Das ungarische Parlament hat am Dienstag mit den Stimmen der rechtsnationalistischen Regierungspartei Fidesz-KDNP von Ministerpräsident Viktor Orbán ein gegen die LGBTI-Gleichbehandlung gerichtetes Referendum beschlossen. 129 der 199 Abgeordneten stimmten für vier Referendumsfragen, die sich mit Sexualkunde in den Schulen und LGBTI-Inhalten in den Medien beschäftigen. Es gab keine Gegenstimme, weil die Opposition die Abstimmung boykottierte.

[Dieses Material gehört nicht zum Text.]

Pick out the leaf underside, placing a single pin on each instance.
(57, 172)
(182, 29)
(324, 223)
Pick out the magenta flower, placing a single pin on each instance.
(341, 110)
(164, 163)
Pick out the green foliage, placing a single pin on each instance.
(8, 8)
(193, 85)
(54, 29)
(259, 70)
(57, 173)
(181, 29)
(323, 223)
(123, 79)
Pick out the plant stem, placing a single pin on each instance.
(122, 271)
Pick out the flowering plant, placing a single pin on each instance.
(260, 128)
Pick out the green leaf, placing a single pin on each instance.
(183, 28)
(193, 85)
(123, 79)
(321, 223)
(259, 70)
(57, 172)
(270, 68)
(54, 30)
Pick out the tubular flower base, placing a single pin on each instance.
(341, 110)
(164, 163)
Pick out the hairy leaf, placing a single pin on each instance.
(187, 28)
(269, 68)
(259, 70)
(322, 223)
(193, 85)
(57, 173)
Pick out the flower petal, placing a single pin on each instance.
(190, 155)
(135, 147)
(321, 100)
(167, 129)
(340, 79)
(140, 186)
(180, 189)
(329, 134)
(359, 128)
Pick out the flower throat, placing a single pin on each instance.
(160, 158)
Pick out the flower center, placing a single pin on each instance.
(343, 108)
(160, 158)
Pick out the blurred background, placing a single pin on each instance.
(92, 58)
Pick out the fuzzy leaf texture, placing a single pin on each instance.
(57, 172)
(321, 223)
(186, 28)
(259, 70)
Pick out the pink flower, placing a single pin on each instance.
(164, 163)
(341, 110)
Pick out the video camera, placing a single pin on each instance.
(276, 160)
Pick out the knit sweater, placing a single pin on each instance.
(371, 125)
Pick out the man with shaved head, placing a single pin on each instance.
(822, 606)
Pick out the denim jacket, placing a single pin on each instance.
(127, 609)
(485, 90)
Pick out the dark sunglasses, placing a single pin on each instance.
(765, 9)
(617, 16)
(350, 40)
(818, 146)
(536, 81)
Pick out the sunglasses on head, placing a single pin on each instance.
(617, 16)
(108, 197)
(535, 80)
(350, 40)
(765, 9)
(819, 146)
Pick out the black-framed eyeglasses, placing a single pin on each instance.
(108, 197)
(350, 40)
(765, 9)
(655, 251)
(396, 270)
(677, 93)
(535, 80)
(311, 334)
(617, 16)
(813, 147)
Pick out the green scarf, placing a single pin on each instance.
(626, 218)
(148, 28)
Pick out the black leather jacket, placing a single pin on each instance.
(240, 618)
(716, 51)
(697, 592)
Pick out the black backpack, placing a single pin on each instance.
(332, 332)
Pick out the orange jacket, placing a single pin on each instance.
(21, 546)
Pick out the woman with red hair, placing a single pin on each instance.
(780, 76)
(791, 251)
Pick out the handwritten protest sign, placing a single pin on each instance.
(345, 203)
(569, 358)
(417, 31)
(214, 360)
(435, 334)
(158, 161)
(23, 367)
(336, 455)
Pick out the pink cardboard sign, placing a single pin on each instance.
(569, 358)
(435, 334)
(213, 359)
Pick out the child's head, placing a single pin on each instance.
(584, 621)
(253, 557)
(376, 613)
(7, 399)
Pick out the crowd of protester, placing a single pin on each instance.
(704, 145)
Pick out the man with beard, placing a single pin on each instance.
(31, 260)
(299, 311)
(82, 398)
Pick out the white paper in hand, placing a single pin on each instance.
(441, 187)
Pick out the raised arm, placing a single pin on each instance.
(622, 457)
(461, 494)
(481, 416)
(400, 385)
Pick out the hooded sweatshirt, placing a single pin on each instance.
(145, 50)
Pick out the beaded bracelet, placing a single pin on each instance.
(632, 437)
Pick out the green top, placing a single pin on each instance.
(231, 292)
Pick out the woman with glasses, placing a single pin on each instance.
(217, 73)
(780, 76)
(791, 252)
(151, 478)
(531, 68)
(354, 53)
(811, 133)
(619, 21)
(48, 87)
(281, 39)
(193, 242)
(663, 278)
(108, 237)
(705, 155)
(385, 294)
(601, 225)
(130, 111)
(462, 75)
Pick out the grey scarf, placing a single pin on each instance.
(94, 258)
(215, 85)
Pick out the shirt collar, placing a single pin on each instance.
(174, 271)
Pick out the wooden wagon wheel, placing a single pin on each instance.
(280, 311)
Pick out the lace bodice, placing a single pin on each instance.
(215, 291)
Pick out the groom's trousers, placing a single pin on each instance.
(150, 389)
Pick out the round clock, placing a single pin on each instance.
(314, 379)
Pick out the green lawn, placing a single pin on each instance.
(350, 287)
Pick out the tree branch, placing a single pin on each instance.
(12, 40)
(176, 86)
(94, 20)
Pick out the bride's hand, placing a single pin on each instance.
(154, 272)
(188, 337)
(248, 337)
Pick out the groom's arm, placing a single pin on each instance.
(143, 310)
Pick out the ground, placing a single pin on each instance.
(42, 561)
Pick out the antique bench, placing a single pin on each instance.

"Die ungarische Regierung ist der Ansicht, dass die Bürger eine Chance haben sollten, ihre Meinung zu Fragen der Gender-Propaganda vorzutragen", erklärte Staatssekretär Balázs Orbán im Parlament. "Wir sagen Nein zu LGBT-Propaganda in Schulen mit Hilfe von Nichtregierungsorganisationen und den Medien und ohne Zustimmung der Eltern." Das Referendum werde voraussichtlich am selben Tag wie die ungarischen Parlamentswahlen abgehalten, die 2022 stattfinden werden. Die Kosten des Referendums würden demnach 5,5 Milliarden Forint (15,1 Millionen Euro) betragen.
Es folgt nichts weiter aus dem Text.